Il fronte libanese resta caldissimo e potrebbe rimanere aperto anche dopo la fine della guerra contro gli ayatollah, come ha sottolineato il capo delle operazioni umanitarie Onu, Tom Fletcher, che teme "un conflitto di lunga durata". Il fronte si è riaperto per Israele dopo l'attacco all'Iran e dopo che Hezbollah è tornata a colpire lo Stato ebraico in solidarietà a Teheran. Solo ieri la milizia sciita ha lanciato oltre 130 razzi verso il nord di Israele, provocando alcuni feriti, mentre 40 suoi combattenti sono stati uccisi dalle Idf.

La Repubblica islamica resta intanto sotto gli incessanti attacchi americani e israeliani e replica puntando al Golfo. Teheran è stata costretta a chiudere le due più grandi acciaierie del Paese, a Isfahan e Ahvaz, che potrebbero restare ferme per un anno. Colpito anche il ponte autostradale che collega Teheran alla città di Karaj: due morti. Ucciso inoltre il comandante di un'unità missilistica balistica, Mokarram Azimi.

Per tutta risposta, l'Iran ha preso di mira gli impianti siderurgici e di alluminio legati agli Stati Uniti nel Golfo, precisando che si tratta di un avvertimento. Teheran chiederà un "prezzo salato" per i "crimini israeliani", ha promesso il ministro degli Esteri Abbas Araghchi, mentre i Pasdaran annunciavano di aver distrutto anche un centro Amazon in Bahrein. "Sarete voi a portare i vostri soldati sotto le lapidi, non l'Iran, per riportarli all'età della pietra", ha replicato a Donald Trump il comandante delle forze aerospaziali dei Pasdaran, Majid Mousavi. Gli ha fatto eco il presidente del Parlamento, Mohammad Bagher Ghalibaf. "Fatevi sotto", ha tuonato ai nemici, ricordando che "circa 7 milioni di iraniani si sono già fatti avanti e hanno dichiarato di essere pronti a prendere le armi per difendere la nazione". Parole minacciose, pronunciate mentre la Repubblica islamica stringe la morsa sugli oppositori.

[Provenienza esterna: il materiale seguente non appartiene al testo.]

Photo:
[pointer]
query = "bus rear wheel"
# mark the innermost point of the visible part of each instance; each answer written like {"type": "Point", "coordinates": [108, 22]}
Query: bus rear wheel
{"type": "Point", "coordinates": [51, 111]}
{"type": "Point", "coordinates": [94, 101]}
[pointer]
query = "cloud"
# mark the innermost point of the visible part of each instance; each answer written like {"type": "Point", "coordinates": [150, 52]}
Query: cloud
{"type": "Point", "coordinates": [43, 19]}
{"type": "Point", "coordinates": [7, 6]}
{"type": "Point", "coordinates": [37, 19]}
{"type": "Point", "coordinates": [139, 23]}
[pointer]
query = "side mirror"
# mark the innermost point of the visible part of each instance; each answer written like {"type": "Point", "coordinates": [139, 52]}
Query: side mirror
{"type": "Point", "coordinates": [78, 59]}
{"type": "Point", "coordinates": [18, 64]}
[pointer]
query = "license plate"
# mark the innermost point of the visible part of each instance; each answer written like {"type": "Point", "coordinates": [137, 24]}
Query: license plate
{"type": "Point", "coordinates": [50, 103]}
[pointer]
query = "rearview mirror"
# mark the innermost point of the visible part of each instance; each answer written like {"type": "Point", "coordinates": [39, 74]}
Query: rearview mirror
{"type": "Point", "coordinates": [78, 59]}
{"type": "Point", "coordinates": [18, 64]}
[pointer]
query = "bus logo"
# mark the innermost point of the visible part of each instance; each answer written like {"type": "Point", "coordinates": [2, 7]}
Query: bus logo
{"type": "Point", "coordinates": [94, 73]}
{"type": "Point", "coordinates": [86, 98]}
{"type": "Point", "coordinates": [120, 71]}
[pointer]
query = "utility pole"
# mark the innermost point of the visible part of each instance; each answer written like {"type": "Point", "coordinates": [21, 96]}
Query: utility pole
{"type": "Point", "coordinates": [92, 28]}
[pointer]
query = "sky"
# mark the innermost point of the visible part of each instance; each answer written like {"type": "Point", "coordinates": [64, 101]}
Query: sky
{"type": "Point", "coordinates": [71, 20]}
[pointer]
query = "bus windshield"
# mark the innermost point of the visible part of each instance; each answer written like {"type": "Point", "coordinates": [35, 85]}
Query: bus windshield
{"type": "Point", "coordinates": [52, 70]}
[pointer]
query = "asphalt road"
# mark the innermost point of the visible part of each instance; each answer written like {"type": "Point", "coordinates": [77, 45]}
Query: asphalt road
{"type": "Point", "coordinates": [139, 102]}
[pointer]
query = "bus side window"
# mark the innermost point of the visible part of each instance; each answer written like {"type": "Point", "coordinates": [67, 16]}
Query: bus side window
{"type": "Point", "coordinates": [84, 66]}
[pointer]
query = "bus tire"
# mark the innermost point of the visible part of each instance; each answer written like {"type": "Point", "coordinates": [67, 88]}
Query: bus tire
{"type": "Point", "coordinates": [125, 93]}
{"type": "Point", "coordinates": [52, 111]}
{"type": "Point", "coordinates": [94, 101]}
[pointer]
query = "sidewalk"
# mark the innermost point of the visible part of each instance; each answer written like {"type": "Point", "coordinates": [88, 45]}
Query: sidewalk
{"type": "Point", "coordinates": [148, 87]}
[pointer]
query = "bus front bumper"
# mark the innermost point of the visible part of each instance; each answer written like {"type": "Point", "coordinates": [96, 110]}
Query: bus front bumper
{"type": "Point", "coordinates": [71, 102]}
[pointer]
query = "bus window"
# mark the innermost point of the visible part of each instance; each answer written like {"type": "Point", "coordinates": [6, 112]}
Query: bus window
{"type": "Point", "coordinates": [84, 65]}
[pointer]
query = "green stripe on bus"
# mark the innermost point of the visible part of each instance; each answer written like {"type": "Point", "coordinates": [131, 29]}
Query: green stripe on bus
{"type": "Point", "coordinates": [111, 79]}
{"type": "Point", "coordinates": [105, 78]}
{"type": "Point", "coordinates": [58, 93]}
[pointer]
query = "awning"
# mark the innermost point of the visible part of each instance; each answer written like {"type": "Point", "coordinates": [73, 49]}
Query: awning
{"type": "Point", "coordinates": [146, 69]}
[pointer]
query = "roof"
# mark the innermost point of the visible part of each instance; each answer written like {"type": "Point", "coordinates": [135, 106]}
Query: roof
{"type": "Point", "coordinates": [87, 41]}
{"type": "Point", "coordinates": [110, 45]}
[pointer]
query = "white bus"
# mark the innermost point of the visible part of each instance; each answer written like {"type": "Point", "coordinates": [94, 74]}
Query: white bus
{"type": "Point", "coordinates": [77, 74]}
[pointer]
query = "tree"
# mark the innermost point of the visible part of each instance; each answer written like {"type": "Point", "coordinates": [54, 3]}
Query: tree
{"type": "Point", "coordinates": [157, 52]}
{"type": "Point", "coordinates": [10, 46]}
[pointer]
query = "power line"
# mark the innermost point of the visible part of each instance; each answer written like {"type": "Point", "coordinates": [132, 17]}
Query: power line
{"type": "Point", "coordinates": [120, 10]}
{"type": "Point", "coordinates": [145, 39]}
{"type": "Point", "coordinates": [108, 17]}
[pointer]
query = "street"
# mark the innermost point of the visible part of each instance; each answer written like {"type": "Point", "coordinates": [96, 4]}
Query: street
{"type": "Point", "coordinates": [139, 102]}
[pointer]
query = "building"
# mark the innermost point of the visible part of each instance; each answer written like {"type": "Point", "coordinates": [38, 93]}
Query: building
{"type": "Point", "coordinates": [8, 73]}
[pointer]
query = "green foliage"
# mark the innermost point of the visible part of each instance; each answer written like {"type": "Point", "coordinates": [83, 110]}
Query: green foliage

Quattro prigionieri politici, tra cui Amir Hossein Hatami, 18 anni, arrestato nelle proteste di gennaio, sono stati impiccati in 24 ore e altri 7 rischiano l'esecuzione. In cella è finita anche la nota avvocata anti-regime Nasrin Sotoudeh e preoccupano le condizioni della Nobel per la Pace Narges Mohammadi, a cui è stato negato il ricovero in ospedale dopo un infarto.